Khan has taken to the streets since leaving office, leading to protests aimed at forcing the current government, headed by Shahbaz Sharif, to call snap elections.
In one of his government’s recent major decisions, Khan cut fuel prices in a way that disrupted the IMF program, a decision he said was “based on getting fuel at discounted prices from Russia,” stressing that “in a three-hour conversation, the Russian president pledged Vladimir Putin is helping Pakistan with energy supplies.”-
Khan said he would pursue an “independent foreign policy” that does not depend on any country such as the United States or China.

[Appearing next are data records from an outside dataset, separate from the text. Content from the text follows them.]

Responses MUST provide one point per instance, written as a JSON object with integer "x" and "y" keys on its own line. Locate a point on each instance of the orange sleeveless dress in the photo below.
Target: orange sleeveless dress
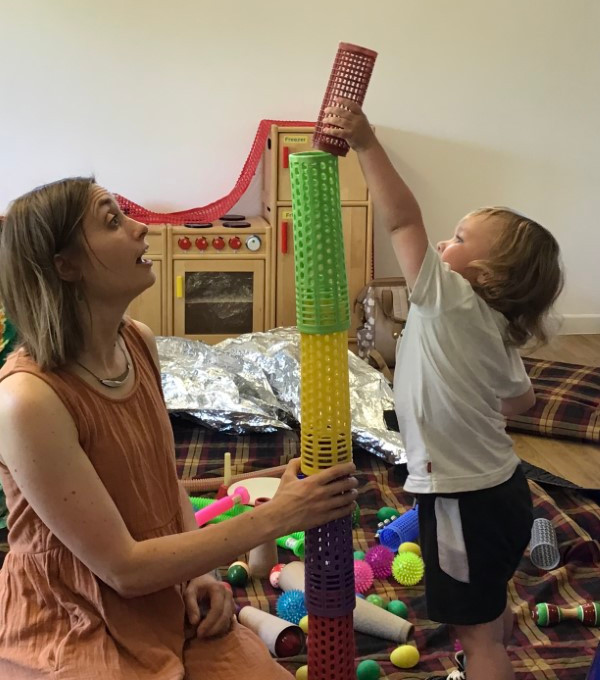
{"x": 57, "y": 619}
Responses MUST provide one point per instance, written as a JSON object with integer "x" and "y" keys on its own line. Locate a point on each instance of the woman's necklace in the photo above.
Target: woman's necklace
{"x": 119, "y": 381}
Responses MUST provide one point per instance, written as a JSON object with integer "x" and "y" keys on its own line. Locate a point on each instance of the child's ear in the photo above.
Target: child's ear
{"x": 66, "y": 269}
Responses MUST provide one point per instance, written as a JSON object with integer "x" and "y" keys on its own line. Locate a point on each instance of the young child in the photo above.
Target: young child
{"x": 474, "y": 302}
{"x": 108, "y": 576}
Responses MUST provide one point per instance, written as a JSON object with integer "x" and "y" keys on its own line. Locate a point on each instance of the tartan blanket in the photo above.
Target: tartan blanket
{"x": 568, "y": 401}
{"x": 564, "y": 652}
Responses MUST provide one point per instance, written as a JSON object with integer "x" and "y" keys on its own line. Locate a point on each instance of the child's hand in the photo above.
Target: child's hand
{"x": 209, "y": 606}
{"x": 350, "y": 124}
{"x": 316, "y": 499}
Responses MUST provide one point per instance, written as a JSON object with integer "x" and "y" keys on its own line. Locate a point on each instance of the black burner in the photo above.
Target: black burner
{"x": 236, "y": 225}
{"x": 232, "y": 218}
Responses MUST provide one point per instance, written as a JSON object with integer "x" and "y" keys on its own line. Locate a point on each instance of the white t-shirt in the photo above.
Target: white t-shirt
{"x": 452, "y": 369}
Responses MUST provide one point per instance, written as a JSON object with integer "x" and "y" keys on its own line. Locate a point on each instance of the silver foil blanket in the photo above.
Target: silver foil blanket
{"x": 251, "y": 383}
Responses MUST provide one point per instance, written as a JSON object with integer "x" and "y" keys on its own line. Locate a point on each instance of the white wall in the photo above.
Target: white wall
{"x": 478, "y": 102}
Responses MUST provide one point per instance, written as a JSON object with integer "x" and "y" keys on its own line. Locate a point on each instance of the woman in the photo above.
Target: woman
{"x": 107, "y": 576}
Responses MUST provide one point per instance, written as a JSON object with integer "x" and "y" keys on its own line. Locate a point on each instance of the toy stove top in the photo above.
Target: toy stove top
{"x": 230, "y": 221}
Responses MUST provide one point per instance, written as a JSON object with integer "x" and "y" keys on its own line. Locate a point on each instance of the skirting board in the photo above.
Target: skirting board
{"x": 580, "y": 324}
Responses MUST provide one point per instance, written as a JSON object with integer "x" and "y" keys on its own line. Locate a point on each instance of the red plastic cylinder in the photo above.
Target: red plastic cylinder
{"x": 349, "y": 78}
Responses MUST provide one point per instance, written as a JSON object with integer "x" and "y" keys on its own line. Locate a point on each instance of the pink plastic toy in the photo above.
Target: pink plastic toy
{"x": 363, "y": 576}
{"x": 240, "y": 495}
{"x": 380, "y": 560}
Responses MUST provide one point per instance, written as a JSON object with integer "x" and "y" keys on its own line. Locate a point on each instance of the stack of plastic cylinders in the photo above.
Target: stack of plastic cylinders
{"x": 323, "y": 318}
{"x": 349, "y": 79}
{"x": 402, "y": 530}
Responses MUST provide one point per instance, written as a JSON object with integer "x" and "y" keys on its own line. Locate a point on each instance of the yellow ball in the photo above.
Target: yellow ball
{"x": 410, "y": 547}
{"x": 304, "y": 624}
{"x": 302, "y": 673}
{"x": 405, "y": 656}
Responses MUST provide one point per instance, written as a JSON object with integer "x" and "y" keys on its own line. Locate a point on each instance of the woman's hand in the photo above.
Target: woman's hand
{"x": 350, "y": 123}
{"x": 209, "y": 606}
{"x": 317, "y": 499}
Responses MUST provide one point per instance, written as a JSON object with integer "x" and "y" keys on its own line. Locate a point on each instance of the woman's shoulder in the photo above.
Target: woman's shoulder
{"x": 142, "y": 332}
{"x": 27, "y": 399}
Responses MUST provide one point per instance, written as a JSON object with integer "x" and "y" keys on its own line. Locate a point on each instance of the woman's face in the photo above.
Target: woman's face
{"x": 111, "y": 260}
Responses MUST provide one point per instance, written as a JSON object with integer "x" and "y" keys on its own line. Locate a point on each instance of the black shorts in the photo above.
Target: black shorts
{"x": 472, "y": 543}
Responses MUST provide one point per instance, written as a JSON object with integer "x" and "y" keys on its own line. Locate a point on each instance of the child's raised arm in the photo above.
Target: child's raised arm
{"x": 393, "y": 200}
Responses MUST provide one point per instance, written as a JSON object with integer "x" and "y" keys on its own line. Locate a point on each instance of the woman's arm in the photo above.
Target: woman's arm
{"x": 40, "y": 447}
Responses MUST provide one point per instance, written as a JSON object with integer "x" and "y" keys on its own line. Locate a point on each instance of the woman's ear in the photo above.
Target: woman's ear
{"x": 66, "y": 269}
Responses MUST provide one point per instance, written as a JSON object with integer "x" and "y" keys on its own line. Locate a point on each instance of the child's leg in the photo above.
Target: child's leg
{"x": 485, "y": 650}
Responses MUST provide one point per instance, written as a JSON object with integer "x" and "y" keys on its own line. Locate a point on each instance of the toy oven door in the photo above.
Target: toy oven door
{"x": 218, "y": 299}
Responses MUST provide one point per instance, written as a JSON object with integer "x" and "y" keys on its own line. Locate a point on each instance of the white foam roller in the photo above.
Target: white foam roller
{"x": 368, "y": 617}
{"x": 266, "y": 626}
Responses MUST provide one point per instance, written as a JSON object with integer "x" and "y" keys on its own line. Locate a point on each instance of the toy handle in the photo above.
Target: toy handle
{"x": 240, "y": 495}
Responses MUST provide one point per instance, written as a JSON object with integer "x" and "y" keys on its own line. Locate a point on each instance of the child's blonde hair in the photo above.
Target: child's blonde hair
{"x": 522, "y": 277}
{"x": 44, "y": 308}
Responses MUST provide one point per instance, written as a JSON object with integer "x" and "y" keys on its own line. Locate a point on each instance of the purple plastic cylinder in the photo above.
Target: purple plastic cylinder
{"x": 329, "y": 569}
{"x": 403, "y": 529}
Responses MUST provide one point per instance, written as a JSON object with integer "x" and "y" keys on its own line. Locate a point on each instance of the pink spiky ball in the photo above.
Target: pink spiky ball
{"x": 380, "y": 559}
{"x": 363, "y": 576}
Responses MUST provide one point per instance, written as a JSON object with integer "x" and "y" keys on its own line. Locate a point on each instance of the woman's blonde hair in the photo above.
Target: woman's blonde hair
{"x": 45, "y": 309}
{"x": 522, "y": 277}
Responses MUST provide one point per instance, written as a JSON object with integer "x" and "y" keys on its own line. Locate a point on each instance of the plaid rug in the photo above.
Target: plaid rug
{"x": 568, "y": 402}
{"x": 563, "y": 652}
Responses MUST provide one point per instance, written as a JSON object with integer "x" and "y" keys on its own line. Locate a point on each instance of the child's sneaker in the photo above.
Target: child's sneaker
{"x": 458, "y": 674}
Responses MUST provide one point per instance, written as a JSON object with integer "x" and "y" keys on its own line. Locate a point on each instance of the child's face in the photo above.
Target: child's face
{"x": 472, "y": 240}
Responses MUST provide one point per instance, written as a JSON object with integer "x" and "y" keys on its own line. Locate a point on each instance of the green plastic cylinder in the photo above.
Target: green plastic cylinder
{"x": 322, "y": 304}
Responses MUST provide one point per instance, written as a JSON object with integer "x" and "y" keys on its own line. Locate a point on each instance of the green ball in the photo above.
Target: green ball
{"x": 376, "y": 600}
{"x": 398, "y": 608}
{"x": 356, "y": 517}
{"x": 368, "y": 670}
{"x": 237, "y": 575}
{"x": 387, "y": 513}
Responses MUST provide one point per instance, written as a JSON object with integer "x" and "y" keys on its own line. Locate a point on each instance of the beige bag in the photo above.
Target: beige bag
{"x": 384, "y": 305}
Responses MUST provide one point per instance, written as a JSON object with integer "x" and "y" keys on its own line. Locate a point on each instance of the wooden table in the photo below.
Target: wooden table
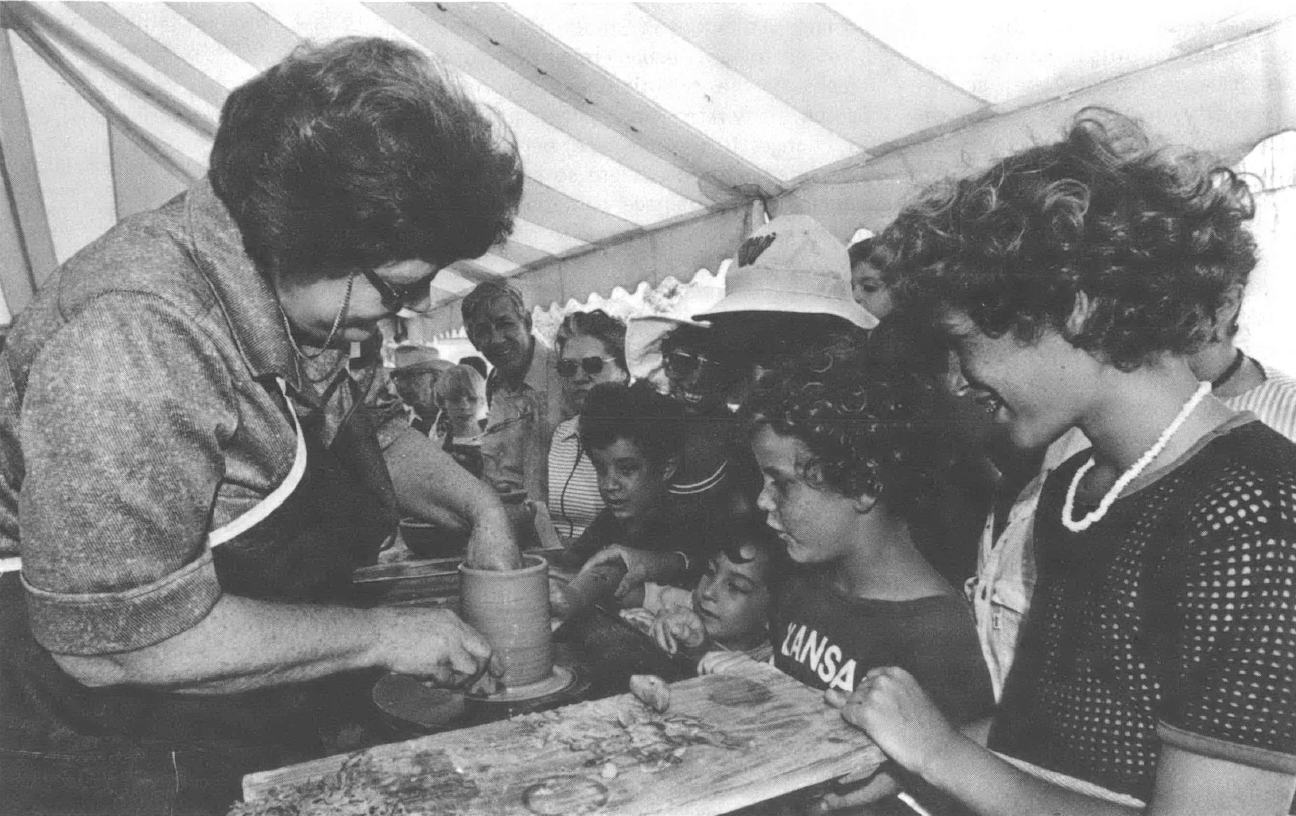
{"x": 726, "y": 742}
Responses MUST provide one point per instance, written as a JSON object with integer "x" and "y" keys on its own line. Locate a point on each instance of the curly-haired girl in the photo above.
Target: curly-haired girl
{"x": 1156, "y": 661}
{"x": 849, "y": 452}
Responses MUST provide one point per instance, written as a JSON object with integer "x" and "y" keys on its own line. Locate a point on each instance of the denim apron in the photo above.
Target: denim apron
{"x": 70, "y": 749}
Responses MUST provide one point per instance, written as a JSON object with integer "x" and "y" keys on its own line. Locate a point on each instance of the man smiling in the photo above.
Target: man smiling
{"x": 525, "y": 399}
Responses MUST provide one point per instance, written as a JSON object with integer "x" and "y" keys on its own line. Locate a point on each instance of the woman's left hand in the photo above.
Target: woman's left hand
{"x": 896, "y": 713}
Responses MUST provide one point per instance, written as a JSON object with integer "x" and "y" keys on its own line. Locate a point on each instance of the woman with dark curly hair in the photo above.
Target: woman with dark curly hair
{"x": 591, "y": 349}
{"x": 1155, "y": 670}
{"x": 191, "y": 469}
{"x": 850, "y": 452}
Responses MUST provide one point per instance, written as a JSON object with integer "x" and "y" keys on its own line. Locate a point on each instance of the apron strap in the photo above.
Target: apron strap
{"x": 257, "y": 513}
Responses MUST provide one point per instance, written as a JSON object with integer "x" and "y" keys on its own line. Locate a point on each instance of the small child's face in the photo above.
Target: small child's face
{"x": 630, "y": 483}
{"x": 734, "y": 599}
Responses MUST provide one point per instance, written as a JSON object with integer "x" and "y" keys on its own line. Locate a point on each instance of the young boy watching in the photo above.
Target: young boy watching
{"x": 730, "y": 608}
{"x": 849, "y": 450}
{"x": 634, "y": 437}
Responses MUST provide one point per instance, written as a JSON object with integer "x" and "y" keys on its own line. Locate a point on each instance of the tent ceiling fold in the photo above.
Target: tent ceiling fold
{"x": 647, "y": 128}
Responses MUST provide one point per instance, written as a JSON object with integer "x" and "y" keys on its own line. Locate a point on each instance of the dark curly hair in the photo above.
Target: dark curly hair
{"x": 359, "y": 153}
{"x": 601, "y": 327}
{"x": 870, "y": 421}
{"x": 1152, "y": 237}
{"x": 652, "y": 421}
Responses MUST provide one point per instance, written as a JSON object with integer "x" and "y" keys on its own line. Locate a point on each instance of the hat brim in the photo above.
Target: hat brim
{"x": 643, "y": 343}
{"x": 423, "y": 365}
{"x": 765, "y": 301}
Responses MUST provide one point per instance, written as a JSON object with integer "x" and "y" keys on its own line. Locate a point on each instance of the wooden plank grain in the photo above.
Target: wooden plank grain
{"x": 762, "y": 735}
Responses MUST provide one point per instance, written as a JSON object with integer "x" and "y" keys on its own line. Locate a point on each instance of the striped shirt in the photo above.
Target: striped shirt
{"x": 574, "y": 498}
{"x": 1273, "y": 400}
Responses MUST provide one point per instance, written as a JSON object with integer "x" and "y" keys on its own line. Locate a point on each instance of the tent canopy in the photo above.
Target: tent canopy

He gave the example of neighboring arch-rival India, which has friendly relations with the United States but still imports discounted oil from Russia and trades with China.--
He pointed out that he enjoyed an excellent relationship with former President Donald Trump, pointing out that the relationship deteriorated with the United States when Joe Biden (the US president) came, and said: “I found for some reason that there is reluctance there,” referring to the reason for that because Washington was not She needs someone to blame her for getting out of Afghanistan.
Khan said he believes the upcoming elections “may be rigged” to keep him out of power, noting that Sharif’s ruling coalition and some members of the country’s establishment are “scared” because “they were part of regime change, we know exactly who is responsible for that.”
The former prime minister added that he still believed his life was in danger, and blamed the current prime minister and an intelligence officer for an attack on him last November, an accusation that both denied.